Zeit ist (Steuer-)Geld
Mit seinem legislativen Initiativbericht einschließlich Empfehlungen zu einer fairen und einfachen Besteuerung erhöht das EU-Parlament den zeitlichen Druck für Reformen, insbesondere bei der Mehrwert- und Unternehmensteuer.
Aufgrund der Ausgestaltung der Europäischen Verträge sitzt das EU-Parlament bei der Steuerrechtsgesetzgebung nicht mit am Verhandlungstisch. Dies hält die EU-Abgeordneten aber keineswegs davon ab, sich bei europäischen Steuerinitiativen gegenüber der EU-Kommission und den Mitgliedstaaten Gehör zu verschaffen. So war es auch bei der Abstimmung des Berichts mit Empfehlungen zu einer fairen und einfachen Besteuerung vom 10.3.2022 (2020/254/INL) der Fall, bei dem das EU-Parlament zur Umsetzung des gleichnamigen Aktionsplans der EU-Kommission Stellung bezog. Der Aktionsplan aus dem Jahr 2020 stellt insgesamt 25 Initiativen zur Bekämpfung von Steuerbetrug und Steuerhinterziehung sowie zur Beseitigung unnötiger Hindernisse und des bürokratischen Aufwands für die Steuerpflichtigen in Aussicht.
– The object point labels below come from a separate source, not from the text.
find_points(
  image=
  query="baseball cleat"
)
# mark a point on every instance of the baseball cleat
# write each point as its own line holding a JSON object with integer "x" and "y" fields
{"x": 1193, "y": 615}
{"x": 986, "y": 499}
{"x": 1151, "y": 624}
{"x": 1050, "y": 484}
Dabei übte das EU-Parlament insbesondere Druck auf die Zeitpläne der EU-Kommission zur Veröffentlichung einzelner Initiativen, insbesondere im Bereich der Mehrwert- und Unternehmensteuer aus.
So wollten die EU-Abgeordneten etwa, dass die EU-Kommission bereits bis zum Jahr 2023 auf ein einheitliches, digitales Mehrwertsteuererfassungssystem und eine einheitliche EU-Mehrwertsteuernummer hinarbeitet, insbesondere um die Befolgungskosten von im Binnenmarkt tätigen KMU zu verringern.
Außerdem forderten sie die umgehende Einführung eines unionsweiten Standards für die elektronische Rechnungsstellung und die Festlegung auf eine elektronische Echtzeitberichterstattung. Ein solches Verlangen dürfte bei Mitgliedstaaten, die kein Echtzeitsystem zur elektronischen Rechnungsstellung eingeführt haben oder planen, wenig Begeisterungstürme auslösen.
Zudem soll nach dem Willen der EU-Abgeordneten die elektronische Rechnungslegung bis zum Jahr 2023 unionsweit schrittweise eingeführt werden. Inwieweit sich EU-Länder, wie Deutschland, deren Einführung einer elektronischen Rechnungsstellung noch in die Planungsphase „Brainstorming“ einzustufen ist, jedoch auf eine solche Forderung einlassen werden, dürfte eher fraglich sein. Zudem solle, so das EU-Parlament, die Ausstellung von Rechnungen nur über staatlich betriebene bzw. zertifizierte Systeme erfolgen, wobei uneingeschränkter Datenschutz gewahrt werden soll.
Insgesamt darf der Zeitplan, den das EU-Parlament bei seinen Forderungen aufstellt, als sehr ambitioniert bezeichnet werden und muss sicherlich unter dem strategischen Aspekt der Erhöhung des Drucks auf die EU-Kommission zu sehen sein, doch in Bälde ihre legislativen Vorschläge zu veröffentlichen.
Bei all dem zeitlichen Druck mahnt der Deutsche Steuerberaterband e.V. (DStV), dass Sorgfalt und Qualität der jeweiligen Vorschläge wichtiger sind als jeder legislative Schnellschuss. Schließlich hat auch das EU-Parlament selbst sich für die Verabschiedung des gegenständlichen Berichts, von der Ernennung des Berichterstatters am 28.10.2020 bis zu seiner Abstimmung am 10.3.2022, durchaus Zeit gelassen.